Being Led by Jesus "up the Mountains" of Life

Today we celebrate the feast of the Transfiguration. Jesus, we are told in today's Gospel, Matthew 17: 1-9, "took Peter, James and his brother John, and led them up a high mountain by themselves." 
Jesus chose them to go with Him; they did not do the choosing. Jesus also did the leading; the apostles did the following.  On that high mountain, apart from the  busyness of everyday life and all that such entails, the apostles witness Jesus being transfigured: Jesus' "face shone like the sun and his clothes became white as light. And behold, Moses and Elijah appeared to them, conversing with him. Then Peter said to Jesus in reply, 'Lord, it is good that we are here. If you wish, I will make three tents here, one for you, one for Moses, and one for Elijah.' While he was still speaking, behold, a bright cloud cast a shadow over them, then from the cloud came a voice that said, 'This is my beloved Son, with whom I am well pleased; listen to him.'"  The apostles were terrified, but "Jesus came and touched them, saying, 'Rise, and do not be afraid." When the apostles opened their eyes, "they saw no one else but Jesus alone."

Like the apostles, Jesus also chooses us to go apart with him from time to time: to church, out to the woods, to a park, up a mountain, on vacation, visits to special friends or time away with one's spouse, a friend, a child--some place where amazing things happen and we would like the time to never end and we say: "It good that we are here," or "It was right for us to take this time to enjoy nature, to enjoy one another, to get away for awhile."  We come back renewed and ready to face the challenges of our lives, as Jesus was prepared by Moses and Elijah to go up to Jerusalem and where the apostles were equipped, also,  to deal with the hard times ahead for them as well!

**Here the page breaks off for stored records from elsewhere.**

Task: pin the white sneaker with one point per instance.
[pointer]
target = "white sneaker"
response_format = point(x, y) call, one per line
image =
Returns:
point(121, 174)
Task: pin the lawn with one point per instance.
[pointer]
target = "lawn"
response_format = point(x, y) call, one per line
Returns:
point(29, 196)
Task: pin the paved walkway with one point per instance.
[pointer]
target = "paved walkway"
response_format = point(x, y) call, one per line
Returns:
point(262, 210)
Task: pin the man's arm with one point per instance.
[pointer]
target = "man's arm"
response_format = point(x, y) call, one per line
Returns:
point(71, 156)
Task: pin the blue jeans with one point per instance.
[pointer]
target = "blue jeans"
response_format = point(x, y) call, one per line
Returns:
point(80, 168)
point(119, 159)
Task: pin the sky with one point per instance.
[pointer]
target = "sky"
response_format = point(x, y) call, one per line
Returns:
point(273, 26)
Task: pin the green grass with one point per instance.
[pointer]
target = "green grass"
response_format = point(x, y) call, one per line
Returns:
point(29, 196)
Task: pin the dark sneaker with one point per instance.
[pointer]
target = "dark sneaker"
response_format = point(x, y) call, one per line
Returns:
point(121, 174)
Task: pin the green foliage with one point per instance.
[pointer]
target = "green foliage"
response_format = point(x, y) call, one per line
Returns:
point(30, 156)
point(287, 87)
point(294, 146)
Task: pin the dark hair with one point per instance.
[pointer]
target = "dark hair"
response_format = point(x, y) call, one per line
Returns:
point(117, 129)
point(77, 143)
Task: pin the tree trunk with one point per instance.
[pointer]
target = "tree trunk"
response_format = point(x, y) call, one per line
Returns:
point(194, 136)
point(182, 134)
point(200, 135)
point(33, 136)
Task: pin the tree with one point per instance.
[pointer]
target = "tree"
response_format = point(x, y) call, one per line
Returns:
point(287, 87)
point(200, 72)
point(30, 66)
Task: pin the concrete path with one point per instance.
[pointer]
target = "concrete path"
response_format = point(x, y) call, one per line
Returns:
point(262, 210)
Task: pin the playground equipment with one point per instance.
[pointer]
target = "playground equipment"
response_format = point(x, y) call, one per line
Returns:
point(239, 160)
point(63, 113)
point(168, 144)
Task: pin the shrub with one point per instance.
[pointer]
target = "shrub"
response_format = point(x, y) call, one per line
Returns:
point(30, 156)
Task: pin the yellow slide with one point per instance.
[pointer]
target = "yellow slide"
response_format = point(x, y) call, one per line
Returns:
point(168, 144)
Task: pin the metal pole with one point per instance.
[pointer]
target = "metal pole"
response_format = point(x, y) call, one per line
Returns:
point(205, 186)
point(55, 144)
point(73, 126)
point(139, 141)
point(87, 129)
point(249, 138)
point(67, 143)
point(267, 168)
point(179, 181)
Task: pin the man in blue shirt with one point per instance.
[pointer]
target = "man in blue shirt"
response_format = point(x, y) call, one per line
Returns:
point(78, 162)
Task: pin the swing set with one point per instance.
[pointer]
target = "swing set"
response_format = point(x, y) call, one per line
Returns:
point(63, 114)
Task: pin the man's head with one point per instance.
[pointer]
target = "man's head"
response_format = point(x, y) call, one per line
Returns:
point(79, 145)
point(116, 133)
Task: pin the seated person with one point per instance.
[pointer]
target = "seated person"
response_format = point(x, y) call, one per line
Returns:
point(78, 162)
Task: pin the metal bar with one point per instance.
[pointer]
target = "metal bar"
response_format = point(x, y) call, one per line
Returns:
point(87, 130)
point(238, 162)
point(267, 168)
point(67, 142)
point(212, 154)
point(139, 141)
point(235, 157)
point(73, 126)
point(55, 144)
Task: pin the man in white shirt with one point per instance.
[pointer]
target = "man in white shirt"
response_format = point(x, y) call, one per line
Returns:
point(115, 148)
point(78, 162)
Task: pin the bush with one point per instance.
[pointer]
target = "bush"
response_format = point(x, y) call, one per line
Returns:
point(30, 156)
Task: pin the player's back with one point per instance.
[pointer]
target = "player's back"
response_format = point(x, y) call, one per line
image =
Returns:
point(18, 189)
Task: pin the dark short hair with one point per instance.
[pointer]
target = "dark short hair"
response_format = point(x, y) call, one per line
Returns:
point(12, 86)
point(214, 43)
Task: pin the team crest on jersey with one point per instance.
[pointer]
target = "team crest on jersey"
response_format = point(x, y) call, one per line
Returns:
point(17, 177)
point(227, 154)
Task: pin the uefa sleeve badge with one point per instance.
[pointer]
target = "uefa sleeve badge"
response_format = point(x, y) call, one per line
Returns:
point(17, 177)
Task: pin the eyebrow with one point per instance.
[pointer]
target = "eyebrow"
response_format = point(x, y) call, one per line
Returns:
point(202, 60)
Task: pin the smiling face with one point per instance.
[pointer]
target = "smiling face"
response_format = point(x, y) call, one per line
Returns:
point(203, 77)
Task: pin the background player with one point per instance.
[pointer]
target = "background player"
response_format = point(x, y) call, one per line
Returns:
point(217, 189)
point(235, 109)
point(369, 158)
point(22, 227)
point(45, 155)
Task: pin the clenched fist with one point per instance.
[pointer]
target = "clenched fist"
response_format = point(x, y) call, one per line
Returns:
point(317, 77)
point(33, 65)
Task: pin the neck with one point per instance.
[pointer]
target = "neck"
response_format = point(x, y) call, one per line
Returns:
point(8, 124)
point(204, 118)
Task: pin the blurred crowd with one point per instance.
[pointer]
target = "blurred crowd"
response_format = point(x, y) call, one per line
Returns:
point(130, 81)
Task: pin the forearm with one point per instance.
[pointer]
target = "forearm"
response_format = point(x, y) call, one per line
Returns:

We need time alone with Jesus just like the apostles did. We need that time every day, even if it is a 5- minute break from work or from the kids, as we gaze upon an awe-inspiring sunset or relax with a pet or sit in the quiet of the evening with quiet soothing music!



Saturday, August 5, 2017

The Pressures to Please Others and Abandon our Beliefs

As I bring a week's retreat to close, I am ready to glean the results of that retreat in my daily living--back to ordinary time, so to speak!  Today's Gospel, Mt. 14: 1-12, brings us the story about Herod, Herodias and their daughter, who pleased Herod so much by her dance for him on his birthday that he promises to a give her anything she asks of him. Little did he know that, prompted by her mother Herodias, who wanted John dead, she would ask for the head of John the Baptist, a prisoner of Herod's at the time.  He certainly does not want to kill John but he also does not want to break his promise in front of his friends.  His integrity is at stake!  So he gives in to her!

How often do we betray ourselves, afraid of losing face with our friends, so we do what we really do not want to do, even if that means committing a grave sin.  Doing so, I believe, means that I have been unfaithful in small ways and thus am more vulnerable to committing graver offenses!  Without grace, without God, we are apt to go astray, to betray our innermost self that is one with God. We are likely to do this, not once, but often. St. Paul struggled, just as we do, to do what is right.  He describes that struggle, in part, in Romans 7:21-25: "...[E]very  single time I want to do good it is something evil that comes to hand [as with Herod and Herodias]. In my inmost self I dearly love God's Law [and so did Herod and Herodias, I believe], but I can see that my body follows a different law that battles against the law which my reason dictates. This is what makes me a prisoner of that law of sin which lives inside my body....Who will rescue me from this body doomed to death? Thanks be to God through Jesus Christ our Lord." 

Lord, you know my weaknesses. You know that often I give in to the dictates of sin within me rather than following the guidance of the Spirit within my deepest self. Have mercy on me, Lord, when I fall into sin and give in to pressures outside of me, as did Herod's daughter and Herod himself.  Temptation is everywhere but so, too, are You, O Lord! I ask for the grace to call upon you, especially when I am tempted to follow the voice that opposes at the Holy Spirit at work within me. I ask for these graces in Jesus' name. Amen.